Ginger Tomlinson called us after the tragic death of her father. Lester Tomlinson, an 85 year old retired refinery worker, died of lung cancer. His physician in Contra Costa California never effectively treated Tomlinson's severe pain. Later, Tomlinson was cared for by at Bayberry Care Center and the physician there, Dr. Whitney, also failed to treat his pain adequately In a lawsuit filed on behalf of the Tomlinson's his final days were described as "twenty days of unremitting agony" despite the constant advocacy of his wife Rosa and daughter Ginger.
"It is something I will never get over," said Ginger Tomlinson. "My mother is 83 years old and she suffered terribly seeing my father die in such agony. No one should have to watch that."
This under-treated pain case improves care at the bedside by achieving broad accountability: through a civil tort suit, through disciplinary action imposed by the California Medical Board on Dr. Whitney (requiring 40 hours of clinical training program in pain management among other things); and through corrective action taken on a complaint filed with the state Department of Health and the Center for Medicaid and Medicare Services (CMS).
Dr. Joan Lewis, Pain Management Physician, Punished for treating pain in New Mexico.
Dr. Joan Lewis faced the possible loss of her medical license for treating pain of her seriously ill patients. We wrote an amicus brief in support of Dr. Lewis that was co-signed by Americans for Better Care of the Dying and The American Academy of Pain Management.
Dr. Harold Luke in California
Dr. Harold Luke, of Redlands, CA endured investigation and disciplinary proceedings after a nurse reported her concern that a patient died shortly after Dr. Luke ordered increased morphine, which was easing the patient's breathlessness. The medical Board of California investigated and decided to revoke Dr. Luke's license. Facing mounting concern among the state's palliative care providers, the board has stayed its action temporarily.

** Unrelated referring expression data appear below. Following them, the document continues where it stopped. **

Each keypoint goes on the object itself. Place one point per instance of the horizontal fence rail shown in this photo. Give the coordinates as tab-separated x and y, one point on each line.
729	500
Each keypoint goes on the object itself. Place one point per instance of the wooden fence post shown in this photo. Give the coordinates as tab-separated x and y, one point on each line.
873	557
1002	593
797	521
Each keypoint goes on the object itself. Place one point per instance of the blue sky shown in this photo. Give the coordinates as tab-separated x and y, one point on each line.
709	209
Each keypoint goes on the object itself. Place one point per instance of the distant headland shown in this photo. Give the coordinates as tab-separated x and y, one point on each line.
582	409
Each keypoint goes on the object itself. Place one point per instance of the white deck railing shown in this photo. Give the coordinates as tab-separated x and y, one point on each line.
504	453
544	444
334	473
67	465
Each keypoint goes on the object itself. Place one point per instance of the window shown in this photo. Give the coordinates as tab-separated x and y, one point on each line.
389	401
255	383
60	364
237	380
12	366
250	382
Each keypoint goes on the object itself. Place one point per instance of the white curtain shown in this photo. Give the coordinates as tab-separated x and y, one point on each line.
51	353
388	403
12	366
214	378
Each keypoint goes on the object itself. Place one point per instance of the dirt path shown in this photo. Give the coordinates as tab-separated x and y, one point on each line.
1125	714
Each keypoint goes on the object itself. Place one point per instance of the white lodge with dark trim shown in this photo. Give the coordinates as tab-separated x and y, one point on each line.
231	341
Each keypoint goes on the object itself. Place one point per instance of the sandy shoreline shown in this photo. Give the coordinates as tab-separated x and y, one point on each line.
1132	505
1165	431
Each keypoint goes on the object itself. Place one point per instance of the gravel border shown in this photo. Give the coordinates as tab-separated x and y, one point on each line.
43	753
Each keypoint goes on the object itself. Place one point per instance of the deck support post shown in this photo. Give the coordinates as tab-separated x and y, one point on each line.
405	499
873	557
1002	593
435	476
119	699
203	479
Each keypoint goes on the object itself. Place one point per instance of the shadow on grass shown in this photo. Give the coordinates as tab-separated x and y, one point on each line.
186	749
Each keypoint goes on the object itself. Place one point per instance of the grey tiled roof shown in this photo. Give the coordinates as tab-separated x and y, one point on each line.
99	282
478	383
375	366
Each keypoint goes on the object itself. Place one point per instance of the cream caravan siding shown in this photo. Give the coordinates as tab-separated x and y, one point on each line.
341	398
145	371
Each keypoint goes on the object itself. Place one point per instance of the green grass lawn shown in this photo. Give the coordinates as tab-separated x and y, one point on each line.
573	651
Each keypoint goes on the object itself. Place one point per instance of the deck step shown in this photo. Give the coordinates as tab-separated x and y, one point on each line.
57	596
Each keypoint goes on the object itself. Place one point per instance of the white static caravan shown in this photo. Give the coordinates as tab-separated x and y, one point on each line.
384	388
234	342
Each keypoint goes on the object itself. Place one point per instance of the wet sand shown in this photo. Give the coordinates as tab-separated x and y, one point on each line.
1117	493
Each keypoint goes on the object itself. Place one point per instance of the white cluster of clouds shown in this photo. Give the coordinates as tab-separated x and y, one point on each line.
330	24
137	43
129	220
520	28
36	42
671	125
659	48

Experts in this case testified that Dr. Luke's care met modern standards of treatment for distress in a dying patient. Dr. Luke testified he intended to relieve the patient's suffering and did not intend to cause the patient's death. To second-guess this physician's intention and revoke his license would put a state-wide chill on pain care for dying patients. In extreme end-of-life situations, the amount of medication needed to ease suffering may have the untended consequence of hastening the time of death. The duty to relieve suffering in this setting is well-established in medical literature and ethics. Dr. Luke's compassionate treatment should be applauded, not punished.
Updated March 14, 2006
The Medical Board of California, the State agency that licenses medical doctors, investigates complaints, and disciplines those who violate the law, has reconsidered the revocation of Dr. Luke’s license and has chosen to issue instead a public reprimand for inadequate record keeping. Compassion & Choices filed an amicus brief on behalf of Dr. Luke. We are thrilled with the outcome of this case. Decisions like this are not only important to the life and career of this individual physician, they also help reduce clinician concern that prescribing aggressively to mitigate pain and other distressing symptoms in a dying patient may result in punishment.